Depois dos sinais internos começaram a chegar a Bolsonaro os sinais externos. Os recados vindos do estrangeiro. Além dos inquéritos movidos pelo Supremo Tribunal Federal a respeito de fake news e do patrocínio de atos antidemocráticos, o julgamento da chapa Bolsonaro/Mourão no Tribunal Superior Eleitoral, a prisão de Fabrício Queiroz, os sinais internos, primeiro surgiram como sinais externos as reações econômicas. Os alertas de que as posições negacionistas a respeito da pandemia e contra o meio ambiente prejudicavam os negócios do país. O novo alerta vindo do exterior, igualmente contundente, Bolsonaro ouviu do ministro do Supremo Tribunal Federal, Gilmar Mendes.

Em outros tempos, a fala de Gilmar Mendes no fim de semana relacionando diretamente o Exército, que hoje conduz o Ministério da Saúde, a um “genocídio” teria todos os elementos para fazer Bolsonaro empunhar as suas armas e sair em busca dos acampamentos e mangueiras onde antes se encontrava com sua torcida organizada. Ao contrário disso, o presidente não fez maior coro às críticas à fala do ministro do STF. No caminho oposto, ligou para Gilmar Mendes e fez com que o ministro da Saúde, o general Eduardo Pazzuelo, também ligasse para ele.

Longe de fazer a retratação que o vice-presidente, general Hamilton Mourão, exigira, Gilmar contextualizou o que pretendera dizer ao falar de “genocídio”. E, nesse sentido, fez a Bolsonaro um alerta importante. Em Portugal, onde se encontra no recesso de meio de ano do Poder Judiciário, ele disse ter ouvido de uma forma maior do que esperava que é real o risco de Bolsonaro vir a ser condenado pelo Tribunal Penal Internacional de Haia, na Holanda. Essas informações foram publicadas pela Folha de S.Paulo.

Denúncias à Corte Internacional foram feitas. Mas ninguém até então dera maior importância a elas. Mas Gilmar disse a Bolsonaro que ele não deveria desconsiderar tal hipótese. O Brasil é um país de dimensões continentais. Assim, caminhar no sentido de negar os riscos de uma pandemia letal e de rápido avanço contagioso como vem sendo a da covid-19 é caminhar no sentido de produzir consequências continentais. E consequências continentais rapidamente tem potencial de se tornarem consequências planetárias. A Corte Internacional de Haia julga crimes que afetem a humanidade.

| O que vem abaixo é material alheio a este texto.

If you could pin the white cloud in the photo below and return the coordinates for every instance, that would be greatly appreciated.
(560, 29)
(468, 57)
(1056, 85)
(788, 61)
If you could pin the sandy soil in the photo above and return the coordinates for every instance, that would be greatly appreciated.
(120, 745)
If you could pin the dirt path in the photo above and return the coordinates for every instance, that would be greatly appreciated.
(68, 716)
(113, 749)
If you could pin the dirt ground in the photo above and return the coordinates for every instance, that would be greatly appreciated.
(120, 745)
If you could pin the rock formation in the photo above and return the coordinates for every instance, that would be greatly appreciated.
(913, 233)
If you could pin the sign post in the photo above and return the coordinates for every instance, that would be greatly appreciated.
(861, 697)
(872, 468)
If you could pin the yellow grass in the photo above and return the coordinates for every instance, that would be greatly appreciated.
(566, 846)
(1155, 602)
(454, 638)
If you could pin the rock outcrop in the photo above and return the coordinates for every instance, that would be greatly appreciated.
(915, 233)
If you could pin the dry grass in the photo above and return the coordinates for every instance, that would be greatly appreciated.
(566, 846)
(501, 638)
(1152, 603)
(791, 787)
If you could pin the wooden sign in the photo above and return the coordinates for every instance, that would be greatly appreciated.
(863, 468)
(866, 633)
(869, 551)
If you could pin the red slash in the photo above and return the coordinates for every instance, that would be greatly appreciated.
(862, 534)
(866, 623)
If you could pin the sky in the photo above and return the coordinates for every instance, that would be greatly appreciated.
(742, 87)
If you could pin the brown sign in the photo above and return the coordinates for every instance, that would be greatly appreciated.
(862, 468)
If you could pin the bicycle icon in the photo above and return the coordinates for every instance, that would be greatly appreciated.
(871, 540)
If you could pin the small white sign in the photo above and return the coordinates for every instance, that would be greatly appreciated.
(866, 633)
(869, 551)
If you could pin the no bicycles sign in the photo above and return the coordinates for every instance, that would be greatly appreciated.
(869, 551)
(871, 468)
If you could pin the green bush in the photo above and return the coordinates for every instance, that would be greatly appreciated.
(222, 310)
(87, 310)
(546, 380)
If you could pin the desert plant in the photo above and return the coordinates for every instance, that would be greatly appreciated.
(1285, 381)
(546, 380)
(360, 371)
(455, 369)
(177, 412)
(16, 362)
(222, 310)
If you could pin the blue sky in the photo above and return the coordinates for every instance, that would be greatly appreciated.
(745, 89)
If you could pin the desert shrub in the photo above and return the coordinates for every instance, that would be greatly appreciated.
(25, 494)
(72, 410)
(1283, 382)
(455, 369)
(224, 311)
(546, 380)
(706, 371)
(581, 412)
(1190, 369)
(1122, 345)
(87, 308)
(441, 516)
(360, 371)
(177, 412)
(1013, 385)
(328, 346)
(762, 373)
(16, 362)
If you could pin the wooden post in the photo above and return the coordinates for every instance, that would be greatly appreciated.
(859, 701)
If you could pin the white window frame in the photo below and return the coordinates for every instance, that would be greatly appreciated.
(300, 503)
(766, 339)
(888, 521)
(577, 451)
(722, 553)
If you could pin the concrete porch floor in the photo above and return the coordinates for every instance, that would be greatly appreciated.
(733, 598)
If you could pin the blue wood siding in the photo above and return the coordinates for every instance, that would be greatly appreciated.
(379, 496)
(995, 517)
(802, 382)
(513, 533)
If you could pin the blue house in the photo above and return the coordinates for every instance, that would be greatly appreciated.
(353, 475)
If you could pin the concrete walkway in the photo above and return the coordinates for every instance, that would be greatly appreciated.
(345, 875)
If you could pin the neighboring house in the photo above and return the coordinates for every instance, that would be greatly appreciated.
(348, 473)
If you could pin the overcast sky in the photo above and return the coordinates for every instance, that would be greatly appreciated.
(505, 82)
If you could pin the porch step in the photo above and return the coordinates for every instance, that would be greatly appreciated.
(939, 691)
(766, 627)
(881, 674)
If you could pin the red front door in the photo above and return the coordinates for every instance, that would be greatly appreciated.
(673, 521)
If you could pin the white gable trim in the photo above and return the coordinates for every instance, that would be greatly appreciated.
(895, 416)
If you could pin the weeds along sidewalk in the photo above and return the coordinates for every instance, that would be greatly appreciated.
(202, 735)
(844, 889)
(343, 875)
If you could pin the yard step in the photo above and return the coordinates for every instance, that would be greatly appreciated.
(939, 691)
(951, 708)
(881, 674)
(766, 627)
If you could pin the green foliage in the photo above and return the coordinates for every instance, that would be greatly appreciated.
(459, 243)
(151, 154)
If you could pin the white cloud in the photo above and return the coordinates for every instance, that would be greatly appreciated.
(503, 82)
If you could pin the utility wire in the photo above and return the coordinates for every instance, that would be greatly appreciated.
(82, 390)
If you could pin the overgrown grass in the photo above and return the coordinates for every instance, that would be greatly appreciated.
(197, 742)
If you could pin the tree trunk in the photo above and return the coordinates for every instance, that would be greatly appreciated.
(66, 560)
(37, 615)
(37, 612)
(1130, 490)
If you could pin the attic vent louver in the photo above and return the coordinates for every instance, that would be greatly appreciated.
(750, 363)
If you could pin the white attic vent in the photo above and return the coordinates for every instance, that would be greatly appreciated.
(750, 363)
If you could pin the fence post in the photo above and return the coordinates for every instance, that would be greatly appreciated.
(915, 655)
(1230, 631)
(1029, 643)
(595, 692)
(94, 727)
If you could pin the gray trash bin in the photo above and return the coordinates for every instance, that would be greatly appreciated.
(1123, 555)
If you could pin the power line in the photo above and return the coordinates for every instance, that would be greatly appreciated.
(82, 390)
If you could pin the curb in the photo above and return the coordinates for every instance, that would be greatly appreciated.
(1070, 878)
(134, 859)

Ainda que seja difícil que as coisas avancem a esse ponto – uma condenação desse tipo é uma medida extrema, muito poucas vezes tomada -, o fato é que Gilmar Mendes disse a Bolsonaro que ficou estarrecido com a imagem negativa do Brasil que viu no exterior. Uma situação que poderia se agudizar caso o país siga na postura negacionista patrocinada por Bolsonaro.

O presidente negou a gravidade da doença até acabar ele mesmo contaminado por ela. Negou e desestimulou as recomendações de isolamento social feitas pela Organização Mundial de Saúde. Pelo contrário, em diversos momentos agiu no sentido oposto, estimulando aglomerações em manifestações de que participou. Em diversas ocasiões, deixou de usar a máscara, proteção recomendada, e não cumpriu as regras de distanciamento. Beijou e abraçou crianças. Apertou mãos de autoridades. Limpou o nariz e encostou nos outros em seguida.

Pode-se gostar ou não de Bolsonaro. O que não se pode negar é que ele seja uma liderança expressiva. E que, assim, seus exemplos pessoas se multipliquem e sejam imitados. Falar em “genocídio” talvez seja mesmo um exagero retórico de Gilmar Mendes. Ainda mais vindo de um representante de outro poder, o que agrava ainda mais a situação. Mas a fala do ministro foi decorrência da impressão que teve de seu país no exterior. Perto que já estamos das 80 mil mortes pela covid-19, essa impressão está longe de ser boa. É importante ouvir esses recados do estrangeiro.